Esta história de Mashiani e Tau foi documentada pelo historiador desportivo sul-africano Floris van der Merwe, a partir da qual é possível reconstruir o seu percurso.
Como historiador do desporto, saúdo a importância desta reconstrução. Na verdade, o colonialismo apagou muitos testemunhos da história desportiva africana e das suas façanhas, enquanto a história olímpica africana não foi tão amplamente explorada como a das Américas e da Europa.

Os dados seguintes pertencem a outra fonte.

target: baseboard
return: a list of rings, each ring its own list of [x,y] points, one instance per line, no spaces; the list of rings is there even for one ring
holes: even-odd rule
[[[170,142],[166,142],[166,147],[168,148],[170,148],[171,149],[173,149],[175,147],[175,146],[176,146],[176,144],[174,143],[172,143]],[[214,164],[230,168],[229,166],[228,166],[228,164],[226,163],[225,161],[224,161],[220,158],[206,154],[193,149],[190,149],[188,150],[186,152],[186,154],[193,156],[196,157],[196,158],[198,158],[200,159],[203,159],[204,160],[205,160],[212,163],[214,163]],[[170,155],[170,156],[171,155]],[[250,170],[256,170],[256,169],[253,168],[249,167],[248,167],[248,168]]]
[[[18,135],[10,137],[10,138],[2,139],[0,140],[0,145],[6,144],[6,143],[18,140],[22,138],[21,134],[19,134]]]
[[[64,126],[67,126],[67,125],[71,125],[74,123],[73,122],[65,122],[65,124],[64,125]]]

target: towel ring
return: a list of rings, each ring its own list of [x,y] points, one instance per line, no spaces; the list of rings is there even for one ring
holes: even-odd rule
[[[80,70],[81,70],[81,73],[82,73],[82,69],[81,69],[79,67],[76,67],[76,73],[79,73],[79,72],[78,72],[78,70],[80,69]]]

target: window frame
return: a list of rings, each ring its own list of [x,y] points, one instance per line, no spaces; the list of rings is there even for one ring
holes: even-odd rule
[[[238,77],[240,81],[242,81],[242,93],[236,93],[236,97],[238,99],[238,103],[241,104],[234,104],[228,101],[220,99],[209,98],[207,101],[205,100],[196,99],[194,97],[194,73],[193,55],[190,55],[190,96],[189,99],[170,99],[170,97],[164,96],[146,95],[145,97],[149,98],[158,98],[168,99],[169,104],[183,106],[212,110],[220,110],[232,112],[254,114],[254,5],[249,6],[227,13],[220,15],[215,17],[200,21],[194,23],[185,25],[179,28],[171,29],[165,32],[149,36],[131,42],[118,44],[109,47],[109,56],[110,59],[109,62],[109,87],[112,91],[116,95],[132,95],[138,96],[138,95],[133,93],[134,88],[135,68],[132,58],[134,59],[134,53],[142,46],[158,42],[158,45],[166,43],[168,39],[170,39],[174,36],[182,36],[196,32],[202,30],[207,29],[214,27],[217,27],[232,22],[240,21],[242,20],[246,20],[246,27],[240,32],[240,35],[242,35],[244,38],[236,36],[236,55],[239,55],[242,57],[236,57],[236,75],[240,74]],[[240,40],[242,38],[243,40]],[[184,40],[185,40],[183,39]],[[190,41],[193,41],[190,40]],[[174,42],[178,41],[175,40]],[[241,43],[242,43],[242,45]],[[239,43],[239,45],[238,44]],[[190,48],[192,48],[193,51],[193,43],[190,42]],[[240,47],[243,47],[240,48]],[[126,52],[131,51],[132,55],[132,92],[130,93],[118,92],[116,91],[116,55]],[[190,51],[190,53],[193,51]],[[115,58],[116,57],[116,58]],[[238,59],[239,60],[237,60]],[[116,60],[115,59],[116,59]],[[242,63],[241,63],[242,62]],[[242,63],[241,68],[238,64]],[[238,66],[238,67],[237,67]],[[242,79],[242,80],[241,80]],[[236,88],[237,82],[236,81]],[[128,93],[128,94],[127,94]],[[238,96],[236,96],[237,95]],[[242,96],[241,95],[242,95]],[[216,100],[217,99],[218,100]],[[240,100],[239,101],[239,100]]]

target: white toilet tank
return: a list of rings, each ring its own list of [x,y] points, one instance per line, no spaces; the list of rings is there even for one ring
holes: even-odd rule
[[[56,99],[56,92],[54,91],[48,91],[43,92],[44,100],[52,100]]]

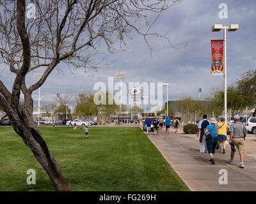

Assim, documentar histórias desportivas africanas, como a de Mashiani e Tau, é um acto crucial para restaurar a vida dos negros e para realçar os preconceitos odiosos que tiveram de enfrentar e, em última análise, libertar-se..
Os Jogos Olímpicos de 1904 ficaram muito distantes do que veremos em Paris em 2024. Para começar, o calendário de eventos foi bem diferente. Um pesquisador escreve: “Os primeiros jogos eram um fascinante imbróglio de torneios bizarros… incluindo pistas de natação com obstáculos, cabo de guerra, competições de balão de ar quente, pólo de bicicleta, croquet americano, etc.”
Além disso, os Jogos de 1904 foram repletos de racismo e refletiram a cultura eugênica da época. Os Jogos de Saint-Louis coincidiram com a Feira Mundial de Saint-Louis, que incluiu diversas competições para povos indígenas de diversos continentes, sob o título “Dias de Antropologia”.
Segundo van der Merwe, enquanto a maratona olímpica estava marcada para 30 de agosto, “competições atléticas para selvagens” estavam planejadas para 11 e 12 de agosto: “O espetáculo único de homens deliberadamente atirando pedras uns nos outros era uma das atrações da competição atlética”. encontro… onde competiram todas as ‘tribos selvagens’ presentes na Feira Mundial.”
Antes de participar da maratona olímpica, Jan Mashiani (denominado “Yamasani” pelos dirigentes que não conseguiam pronunciar seu nome) e Len Tau (denominado “Lentauw”) participaram deste “evento atlético para selvagens”. Além da batalha de lançamento de pedras, a competição incluiu tiro de dardo, escalada, lançamento de beisebol e diversas provas de atletismo, incluindo corrida de 1,6 km, da qual participaram.
Eles então participaram do show “Guerra da África do Sul” na feira. É provável que ambos os homens tenham atuado como mensageiros dos bôeres durante a guerra. Van der Merwe cita uma descrição da corrida de uma milha: “Desde o início, Lentauw estabeleceu um ritmo furioso na primeira volta, correndo como um profissional dos velhos tempos, seguido por seu compatriota. Apesar de sua vantagem de 20 jardas, ele manteve olhando para trás, perdendo terreno valioso na reta final, foi finalmente ultrapassado por um sírio e um indiano.
Mashiani e Tau provavelmente falavam Setswana, embora os Zulus do país fossem mais conhecidos internacionalmente. Na verdade, em 14 de Agosto, foi noticiado, segundo van der Merwe, que as inscrições para a maratona olímpica vinham, entre outros, da Zululândia.
Van der Merwe acredita que Mashiani e Tau foram usados pelos bôeres do general Piet Cronje durante a guerra na África do Sul para transmitir mensagens – explicando assim a sua capacidade de manter um ritmo sustentado durante longos períodos. Ele contesta os artigos de imprensa do St Louis Post-Dispatch que relataram as façanhas de “Leetouw” e “Yamasani”.
Esta história fascinante de Jan Mashiani e Len Tau levanta questões críticas sobre a inclusão e a igualdade no mundo do desporto, convidando-nos a revisitar a nossa compreensão da história olímpica e a reconhecer as lutas passadas pelo reconhecimento e dignidade dos atletas africanos. O caminho percorrido desde esta maratona de 1904 até aos Jogos previstos para Paris em 2024 é marcado por um esforço lento mas constante de inclusão e diversidade, oferecendo um panorama esclarecedor das transformações do cenário desportivo internacional. Que esta história sirva de lembrete da importância da tolerância, do respeito e do reconhecimento mútuo entre todos os concorrentes, quaisquer que sejam as suas origens e trajetórias.
Na sequência destes acontecimentos, a história recorda-nos que mesmo no seio das competições desportivas, a justiça e a igualdade devem ser os princípios orientadores de cada evento e de cada vitória, para que o desporto possa cumprir plenamente o seu papel unificador e inspirador num mundo cada vez mais diversificado e interligado. mundo.